Guy Fighel: As the complexity of operating production systems increases, software teams need faster and easier ways to resolve issues. They need assistance and automation that augments their existing incident management teams and workflows, so they can find and fix problems faster. At New Relic, we believe observability should be a part of the software development life cycle, and it should be part of the culture, just like DevOps.
New Relic utilizes its access to raw monitoring data to fuel ML models and enable an intelligent, context-rich, incident response workflow. Our product, New Relic AI augments the value customers get from monitoring by providing an intelligent feed of incident information alongside telemetry, and applying AI and ML to analyze and take action on that data, so you can detect, troubleshoot and respond to problems faster.
Overall, observability allows teams to achieve new breakthroughs in visibility and service levels. By combining observability with AIOps strategies, teams improve uptime and performance, reduce toil, and accelerate their pace of innovation.
JAXenter: How do you implement and involve AI in their teams? Are there any best practices?

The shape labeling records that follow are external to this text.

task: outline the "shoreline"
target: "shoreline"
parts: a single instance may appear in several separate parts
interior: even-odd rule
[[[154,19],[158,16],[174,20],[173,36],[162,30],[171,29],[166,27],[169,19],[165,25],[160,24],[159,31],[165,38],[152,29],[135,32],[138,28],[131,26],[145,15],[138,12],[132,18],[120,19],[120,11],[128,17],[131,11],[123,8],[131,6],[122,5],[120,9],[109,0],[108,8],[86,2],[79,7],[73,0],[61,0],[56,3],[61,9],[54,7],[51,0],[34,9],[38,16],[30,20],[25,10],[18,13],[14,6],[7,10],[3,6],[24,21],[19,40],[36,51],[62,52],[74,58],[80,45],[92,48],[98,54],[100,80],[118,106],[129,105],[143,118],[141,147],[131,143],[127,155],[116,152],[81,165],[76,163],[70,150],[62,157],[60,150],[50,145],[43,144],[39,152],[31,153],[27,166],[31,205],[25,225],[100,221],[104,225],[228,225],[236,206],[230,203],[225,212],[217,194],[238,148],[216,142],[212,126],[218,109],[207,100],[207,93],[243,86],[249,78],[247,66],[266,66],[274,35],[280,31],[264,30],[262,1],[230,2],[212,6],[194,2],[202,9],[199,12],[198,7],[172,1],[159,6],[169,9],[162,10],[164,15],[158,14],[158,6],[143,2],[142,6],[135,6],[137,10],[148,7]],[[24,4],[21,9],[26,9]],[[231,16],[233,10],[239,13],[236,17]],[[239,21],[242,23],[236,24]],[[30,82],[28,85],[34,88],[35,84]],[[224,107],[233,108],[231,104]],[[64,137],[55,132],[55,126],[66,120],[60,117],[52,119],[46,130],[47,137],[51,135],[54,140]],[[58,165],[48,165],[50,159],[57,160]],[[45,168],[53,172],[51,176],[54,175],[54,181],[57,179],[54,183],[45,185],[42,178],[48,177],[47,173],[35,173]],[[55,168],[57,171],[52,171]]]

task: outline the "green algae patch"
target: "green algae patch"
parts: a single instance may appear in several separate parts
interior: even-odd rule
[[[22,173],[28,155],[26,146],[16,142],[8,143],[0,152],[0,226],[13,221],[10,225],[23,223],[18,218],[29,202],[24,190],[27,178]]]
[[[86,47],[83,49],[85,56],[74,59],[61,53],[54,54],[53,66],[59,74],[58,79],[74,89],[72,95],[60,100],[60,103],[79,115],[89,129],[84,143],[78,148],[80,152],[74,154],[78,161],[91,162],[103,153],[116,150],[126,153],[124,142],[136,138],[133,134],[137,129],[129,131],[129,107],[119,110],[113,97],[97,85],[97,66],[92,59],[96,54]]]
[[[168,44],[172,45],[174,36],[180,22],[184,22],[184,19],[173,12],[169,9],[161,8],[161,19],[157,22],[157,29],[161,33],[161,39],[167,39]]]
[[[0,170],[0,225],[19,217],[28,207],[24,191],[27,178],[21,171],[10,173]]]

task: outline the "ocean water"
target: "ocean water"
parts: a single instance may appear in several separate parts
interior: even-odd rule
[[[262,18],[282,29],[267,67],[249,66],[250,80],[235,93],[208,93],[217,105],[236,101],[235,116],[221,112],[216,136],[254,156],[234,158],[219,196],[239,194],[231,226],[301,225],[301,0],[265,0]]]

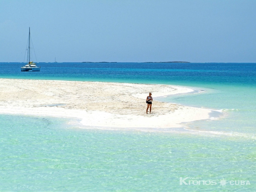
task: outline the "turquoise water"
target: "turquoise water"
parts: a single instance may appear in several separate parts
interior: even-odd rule
[[[64,124],[68,120],[0,118],[1,191],[255,189],[253,140],[84,130]],[[187,177],[217,184],[180,185],[180,178]],[[222,187],[223,178],[251,185]]]
[[[256,64],[40,64],[42,73],[22,73],[15,70],[22,64],[0,63],[0,78],[185,86],[204,91],[158,99],[223,113],[185,125],[190,131],[180,133],[81,129],[68,119],[0,115],[0,190],[255,191]],[[180,185],[186,177],[216,184]],[[238,180],[250,184],[231,184]]]

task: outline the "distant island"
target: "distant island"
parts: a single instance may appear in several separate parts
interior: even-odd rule
[[[106,62],[106,61],[102,61],[101,62],[90,62],[89,61],[83,61],[82,63],[117,63],[117,62]]]
[[[117,62],[106,62],[106,61],[102,61],[101,62],[90,62],[89,61],[83,61],[82,62],[82,63],[117,63]],[[129,63],[130,62],[125,62]],[[142,63],[190,63],[190,62],[188,62],[187,61],[160,61],[159,62],[142,62]]]
[[[187,61],[160,61],[159,62],[143,62],[143,63],[189,63],[190,62]]]

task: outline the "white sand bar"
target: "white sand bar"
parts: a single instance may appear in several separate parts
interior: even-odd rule
[[[146,97],[149,92],[154,99],[193,91],[164,85],[0,79],[0,113],[76,118],[97,127],[181,127],[182,122],[209,119],[211,111],[154,100],[147,115]]]

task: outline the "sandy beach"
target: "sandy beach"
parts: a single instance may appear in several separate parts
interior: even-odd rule
[[[207,119],[208,109],[158,102],[147,114],[146,99],[192,92],[164,85],[0,79],[0,113],[75,118],[87,126],[180,128]]]

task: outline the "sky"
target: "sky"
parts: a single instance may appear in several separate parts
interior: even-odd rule
[[[30,27],[38,62],[256,62],[255,10],[254,0],[0,0],[0,62],[24,61]]]

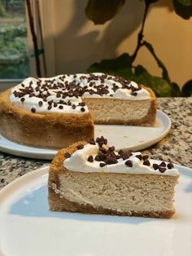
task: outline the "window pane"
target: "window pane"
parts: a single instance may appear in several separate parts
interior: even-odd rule
[[[0,0],[0,79],[28,73],[24,0]]]

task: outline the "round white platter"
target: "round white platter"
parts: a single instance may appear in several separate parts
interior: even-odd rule
[[[95,125],[95,138],[103,135],[109,145],[116,145],[117,149],[134,151],[146,148],[161,140],[171,128],[169,117],[157,110],[155,127],[133,126]],[[13,143],[0,135],[0,151],[12,155],[36,158],[54,158],[57,150],[28,147]]]
[[[49,167],[28,173],[0,192],[0,255],[191,256],[192,170],[176,167],[171,219],[51,212]]]

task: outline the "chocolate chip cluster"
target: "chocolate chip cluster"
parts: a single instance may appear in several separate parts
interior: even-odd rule
[[[68,82],[68,77],[72,77],[72,79],[70,79],[72,81]],[[85,112],[85,103],[72,104],[70,98],[81,97],[85,93],[98,95],[100,96],[109,95],[109,87],[107,86],[107,81],[109,80],[114,81],[114,83],[112,84],[113,92],[119,88],[129,89],[131,90],[132,95],[137,96],[137,91],[142,89],[140,85],[136,88],[132,86],[130,81],[126,81],[119,77],[113,77],[107,74],[82,75],[78,78],[76,77],[76,75],[63,75],[59,77],[59,80],[56,80],[55,78],[46,80],[37,79],[37,82],[33,84],[33,82],[31,81],[27,86],[22,83],[19,91],[15,90],[13,94],[15,97],[20,98],[22,103],[25,100],[25,98],[24,98],[25,95],[28,95],[28,97],[37,97],[39,98],[39,107],[41,108],[44,104],[46,105],[48,104],[47,110],[50,110],[52,108],[63,109],[68,105],[71,106],[72,109],[80,108],[81,112]],[[116,84],[116,82],[118,82],[119,84]],[[53,91],[55,90],[55,100],[48,99],[48,97],[51,95],[49,90]],[[109,96],[112,97],[113,94],[110,94]],[[32,108],[31,112],[35,113],[36,108]]]
[[[124,152],[123,152],[123,150],[120,150],[117,153],[115,152],[116,148],[114,146],[109,148],[106,147],[106,145],[107,144],[107,139],[104,139],[103,136],[102,136],[101,138],[97,138],[95,141],[94,139],[91,139],[91,141],[89,142],[89,143],[91,144],[95,144],[96,143],[99,146],[98,152],[94,157],[94,158],[93,156],[89,156],[87,161],[89,162],[93,162],[94,161],[99,161],[100,167],[103,167],[107,165],[116,164],[118,163],[118,159],[122,158],[123,160],[126,160],[133,155],[131,151]],[[131,161],[126,161],[125,165],[131,167]]]

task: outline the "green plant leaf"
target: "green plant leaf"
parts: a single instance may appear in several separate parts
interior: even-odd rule
[[[142,65],[135,68],[135,82],[151,87],[157,97],[172,96],[170,84],[164,78],[153,77]]]
[[[124,2],[125,0],[89,0],[85,15],[95,24],[104,24],[118,13]]]
[[[177,2],[185,7],[190,7],[192,5],[192,0],[177,0]]]
[[[192,80],[185,83],[182,87],[182,96],[191,97],[192,96]]]
[[[157,97],[171,97],[181,95],[177,84],[172,86],[162,77],[152,76],[142,65],[133,67],[132,60],[132,56],[124,53],[116,59],[104,60],[100,63],[95,63],[87,71],[89,73],[102,72],[135,81],[151,87]]]
[[[178,0],[172,0],[172,3],[175,11],[178,15],[185,20],[189,20],[192,16],[192,4],[186,6],[180,3]]]

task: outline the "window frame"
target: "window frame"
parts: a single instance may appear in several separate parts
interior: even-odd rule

Guy Fighel: AIOps can dramatically improve the IT organization’s ability to be an effective partner to the business. An IT operations platform with built-in AIOps capabilities like New Relic AI can help IT operations proactively identify potential issues with the services and technology it delivers to the business and correct them before they become problems.

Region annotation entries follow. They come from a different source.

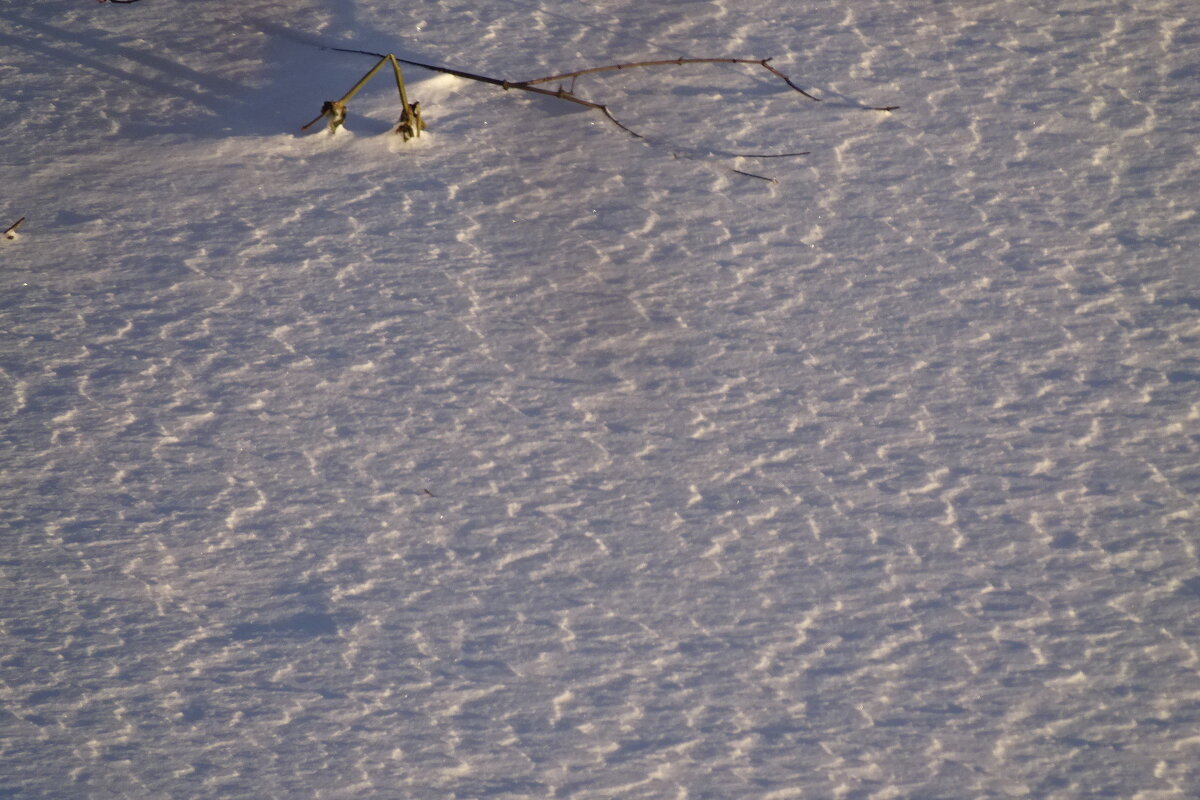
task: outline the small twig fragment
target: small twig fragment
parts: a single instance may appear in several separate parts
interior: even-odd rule
[[[20,228],[20,223],[23,223],[24,221],[25,221],[25,217],[22,217],[17,222],[14,222],[11,225],[8,225],[5,229],[5,231],[4,231],[4,237],[5,239],[16,239],[17,237],[17,228]]]

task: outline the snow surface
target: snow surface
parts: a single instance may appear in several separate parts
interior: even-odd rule
[[[0,795],[1200,796],[1198,19],[6,0]]]

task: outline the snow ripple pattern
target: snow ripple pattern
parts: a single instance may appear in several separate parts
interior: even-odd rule
[[[1193,4],[38,5],[0,795],[1200,795]]]

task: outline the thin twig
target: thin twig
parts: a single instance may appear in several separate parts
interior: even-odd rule
[[[347,49],[344,47],[330,47],[328,49],[336,50],[338,53],[358,53],[360,55],[374,55],[374,56],[380,58],[380,59],[386,58],[386,54],[383,54],[383,53],[371,53],[370,50],[352,50],[352,49]],[[635,139],[644,139],[646,138],[641,133],[638,133],[637,131],[632,130],[631,127],[629,127],[628,125],[625,125],[624,122],[622,122],[620,120],[618,120],[616,116],[613,116],[612,112],[610,112],[608,107],[605,106],[604,103],[594,103],[590,100],[583,100],[578,95],[574,95],[574,94],[566,91],[565,89],[558,89],[558,90],[553,90],[552,91],[550,89],[540,89],[538,86],[526,86],[526,85],[523,85],[521,83],[512,83],[511,80],[504,80],[503,78],[493,78],[491,76],[481,76],[481,74],[476,74],[474,72],[464,72],[463,70],[452,70],[450,67],[442,67],[442,66],[438,66],[436,64],[424,64],[422,61],[413,61],[410,59],[402,59],[398,55],[396,56],[396,60],[400,61],[401,64],[407,64],[408,66],[412,66],[412,67],[421,67],[422,70],[431,70],[433,72],[442,72],[442,73],[445,73],[448,76],[455,76],[456,78],[466,78],[467,80],[478,80],[479,83],[491,84],[493,86],[499,86],[500,89],[504,89],[505,91],[509,90],[509,89],[520,89],[521,91],[528,91],[528,92],[532,92],[534,95],[545,95],[547,97],[557,97],[559,100],[565,100],[569,103],[575,103],[576,106],[583,106],[586,108],[594,108],[594,109],[598,109],[599,112],[601,112],[605,116],[607,116],[608,120],[613,125],[616,125],[617,127],[619,127],[622,131],[624,131],[629,136],[634,137]],[[317,119],[320,119],[320,118],[317,118]]]
[[[350,48],[344,48],[344,47],[325,47],[323,49],[335,50],[337,53],[355,53],[355,54],[359,54],[359,55],[373,55],[377,59],[385,59],[385,58],[388,58],[388,54],[385,54],[385,53],[373,53],[371,50],[358,50],[358,49],[350,49]],[[443,66],[439,66],[439,65],[436,65],[436,64],[425,64],[422,61],[413,61],[410,59],[402,59],[398,55],[397,56],[392,56],[392,58],[395,58],[401,64],[407,64],[408,66],[421,67],[422,70],[430,70],[432,72],[442,72],[444,74],[455,76],[457,78],[466,78],[467,80],[476,80],[479,83],[491,84],[493,86],[499,86],[500,89],[504,89],[505,91],[508,91],[509,89],[517,89],[517,90],[521,90],[521,91],[532,92],[534,95],[545,95],[546,97],[557,97],[558,100],[565,100],[569,103],[575,103],[576,106],[583,106],[584,108],[596,109],[601,114],[604,114],[608,119],[610,122],[612,122],[613,125],[616,125],[617,127],[619,127],[622,131],[624,131],[629,136],[634,137],[635,139],[641,139],[642,142],[649,142],[649,139],[647,139],[644,136],[642,136],[637,131],[634,131],[631,127],[629,127],[628,125],[625,125],[624,122],[622,122],[620,120],[618,120],[616,118],[616,115],[613,115],[613,113],[604,103],[596,103],[596,102],[590,101],[590,100],[584,100],[583,97],[580,97],[578,95],[576,95],[574,91],[563,89],[562,86],[559,86],[556,90],[550,90],[550,89],[542,89],[542,88],[536,86],[534,84],[550,83],[550,82],[553,82],[553,80],[570,79],[571,80],[571,86],[574,89],[575,78],[578,78],[580,76],[584,76],[584,74],[596,73],[596,72],[611,72],[611,71],[616,71],[616,70],[629,70],[629,68],[636,68],[636,67],[676,66],[676,65],[684,65],[684,64],[757,64],[757,65],[762,66],[763,68],[766,68],[772,74],[774,74],[774,76],[779,77],[780,79],[782,79],[784,83],[786,83],[791,89],[798,91],[799,94],[804,95],[809,100],[817,101],[817,102],[820,102],[820,100],[821,100],[820,97],[814,97],[809,92],[804,91],[803,89],[800,89],[799,86],[797,86],[794,83],[792,83],[791,78],[788,78],[786,74],[784,74],[782,72],[780,72],[775,67],[770,66],[770,64],[769,64],[770,59],[683,59],[683,58],[680,58],[680,59],[665,59],[665,60],[656,60],[656,61],[631,61],[631,62],[625,62],[625,64],[610,64],[610,65],[599,66],[599,67],[590,67],[590,68],[587,68],[587,70],[578,70],[578,71],[575,71],[575,72],[564,72],[562,74],[546,76],[545,78],[534,78],[532,80],[505,80],[503,78],[493,78],[491,76],[478,74],[478,73],[474,73],[474,72],[466,72],[463,70],[454,70],[451,67],[443,67]],[[888,107],[880,107],[880,108],[876,108],[876,107],[864,107],[864,108],[868,108],[868,109],[871,109],[871,110],[890,112],[890,110],[894,110],[898,107],[896,106],[888,106]],[[324,115],[325,114],[323,112],[322,116],[324,116]],[[322,116],[318,116],[317,120],[322,119]],[[312,122],[310,122],[305,127],[308,127],[308,126],[316,124],[317,120],[313,120]],[[800,152],[778,152],[778,154],[737,154],[737,152],[733,152],[733,154],[722,154],[722,155],[726,155],[726,156],[730,156],[730,157],[734,157],[734,158],[794,158],[794,157],[798,157],[798,156],[806,156],[806,155],[809,155],[809,151],[805,150],[805,151],[800,151]],[[678,158],[679,154],[676,152],[674,156]],[[727,168],[727,169],[730,172],[732,172],[732,173],[738,174],[738,175],[745,175],[748,178],[757,178],[758,180],[769,181],[772,184],[778,182],[774,178],[768,178],[766,175],[757,175],[755,173],[748,173],[748,172],[742,170],[742,169],[733,169],[733,168]]]
[[[576,70],[575,72],[564,72],[559,76],[546,76],[545,78],[534,78],[533,80],[522,80],[521,83],[526,86],[535,83],[550,83],[551,80],[563,80],[565,78],[577,78],[580,76],[592,74],[594,72],[612,72],[613,70],[632,70],[635,67],[665,67],[674,66],[680,64],[761,64],[758,59],[660,59],[658,61],[628,61],[624,64],[607,64],[602,67],[588,67],[587,70]]]
[[[791,89],[800,92],[811,101],[821,102],[820,97],[814,97],[809,92],[800,89],[796,83],[788,78],[786,74],[770,66],[770,59],[659,59],[656,61],[626,61],[623,64],[607,64],[601,67],[588,67],[587,70],[576,70],[575,72],[564,72],[557,76],[546,76],[545,78],[534,78],[533,80],[522,80],[520,85],[528,86],[535,83],[550,83],[552,80],[564,80],[566,78],[578,78],[580,76],[593,74],[596,72],[613,72],[616,70],[632,70],[636,67],[670,67],[678,66],[683,64],[757,64],[767,72],[772,73]],[[517,86],[517,84],[512,84]],[[899,106],[863,106],[865,110],[871,112],[894,112]]]
[[[17,228],[20,228],[20,223],[23,223],[24,221],[25,221],[25,217],[22,217],[17,222],[14,222],[11,225],[8,225],[5,229],[4,234],[0,234],[0,235],[2,235],[5,239],[16,239],[17,237]]]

IT organizations should prep IT workflows and infrastructure for an AI-driven strategy. Additionally, streamlined data management and collection is another prerequisite for AI in IT operations. Easy access to data enables a team to better identify correlations between application performance and the IT infrastructure that drives it. Finally, when implementing AIOps for teams, carefully manage staff expectations and explain that AI is intended to augment, not eliminate, jobs. Our experience has been that AIOps technology doesn’t replace human work — it augments humans by eliminating mundane toil and enabling people to focus more of their time on higher-value work.
JAXenter: What security risks do you see in that regard?

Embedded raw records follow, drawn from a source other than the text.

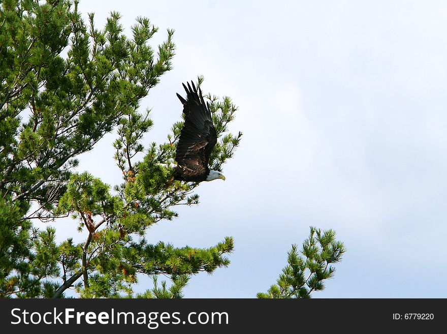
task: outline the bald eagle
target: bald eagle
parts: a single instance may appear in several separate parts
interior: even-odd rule
[[[174,178],[181,181],[201,182],[218,178],[225,179],[220,172],[211,170],[208,166],[210,156],[217,142],[216,129],[213,125],[209,104],[203,100],[202,92],[194,83],[187,87],[185,99],[177,93],[183,105],[185,122],[180,132],[175,150]]]

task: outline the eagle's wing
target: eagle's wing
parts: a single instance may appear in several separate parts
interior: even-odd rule
[[[187,87],[183,84],[186,100],[177,95],[183,105],[185,122],[177,145],[175,160],[184,169],[206,176],[209,172],[209,157],[217,137],[209,105],[203,100],[200,88],[198,94],[194,83],[191,83],[192,88],[189,83]]]

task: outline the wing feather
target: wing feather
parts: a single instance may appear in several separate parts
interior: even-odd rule
[[[186,99],[177,94],[183,105],[184,125],[175,151],[179,166],[191,177],[203,178],[209,173],[209,158],[217,141],[213,125],[209,104],[205,103],[202,92],[198,92],[194,82],[192,87],[183,84]]]

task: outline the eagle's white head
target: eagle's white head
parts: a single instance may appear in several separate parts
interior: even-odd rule
[[[221,178],[224,181],[225,180],[225,176],[220,172],[218,172],[217,170],[210,170],[205,181],[212,181],[218,178]]]

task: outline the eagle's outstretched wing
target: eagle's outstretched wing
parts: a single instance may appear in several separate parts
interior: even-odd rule
[[[200,88],[198,94],[194,83],[183,84],[186,99],[177,94],[183,105],[184,125],[181,130],[175,160],[185,176],[206,178],[209,173],[210,155],[217,141],[209,105],[205,103]]]

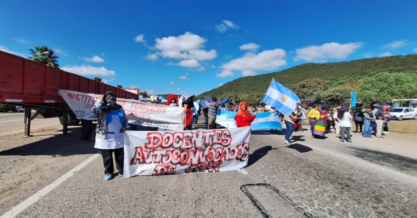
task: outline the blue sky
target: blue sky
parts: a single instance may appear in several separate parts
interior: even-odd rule
[[[0,50],[45,45],[61,68],[150,94],[417,54],[417,1],[3,1]]]

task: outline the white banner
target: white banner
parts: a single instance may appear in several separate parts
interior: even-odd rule
[[[127,131],[123,176],[239,169],[248,164],[250,135],[249,127]]]
[[[65,100],[77,119],[97,119],[91,111],[91,107],[101,95],[63,90],[59,90],[58,93]],[[185,115],[183,108],[119,98],[117,98],[117,104],[123,107],[129,123],[172,130],[184,129]]]

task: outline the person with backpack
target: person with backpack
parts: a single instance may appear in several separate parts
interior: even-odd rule
[[[362,134],[362,123],[363,122],[363,113],[360,109],[356,110],[353,114],[353,119],[355,122],[355,132],[359,135]],[[358,126],[359,126],[359,132],[357,131]]]

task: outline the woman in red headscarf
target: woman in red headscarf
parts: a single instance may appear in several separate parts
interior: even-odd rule
[[[245,102],[240,102],[239,104],[239,111],[235,116],[236,125],[238,127],[250,126],[257,113],[257,110],[254,112],[253,115],[251,115],[250,112],[248,110],[248,104]]]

Guy Fighel: I strongly believe AIOps will play a key role in enhancing the security of IT infrastructure. Through the application of machine learning algorithms, potential risk events will be detected before they occur and in turn, successfully avoided.
By applying AI to security management, IT teams can detect a variety of breaches and violations. Advanced machine learning algorithms can be used to identify unexpected and potentially unauthorized and malicious activity within the infrastructure.
By applying AI to security management, IT teams can detect a variety of breaches and violations.
JAXenter: AIOps sounds like no developers are involved. Is this the case?
Guy Fighel: Not at all. One of the outcomes of a DevOps transformation is that developers who write code are key stakeholders in ensuring service availability and reliability. AIOps will augment the role of engineering teams by taking care of the repetitive, time-consuming tasks required in IT roles. The type of human-led work will shift from handling incidents that interrupt the business to forecasting maintenance, and handling analytics and other data.
JAXenter: How will artificial intelligence change the world of software development in the coming years?
Guy Fighel: Most organizations face several challenges on their way to a digital transformation. For organizations moving toward a digital-centric approach, AI adds business value by saving time and effort so your staff can focus instead on innovation. Ultimately, advances in AI will help us deliver a seamless customer experience with predictive analytics, while reducing operational toil and inefficiency.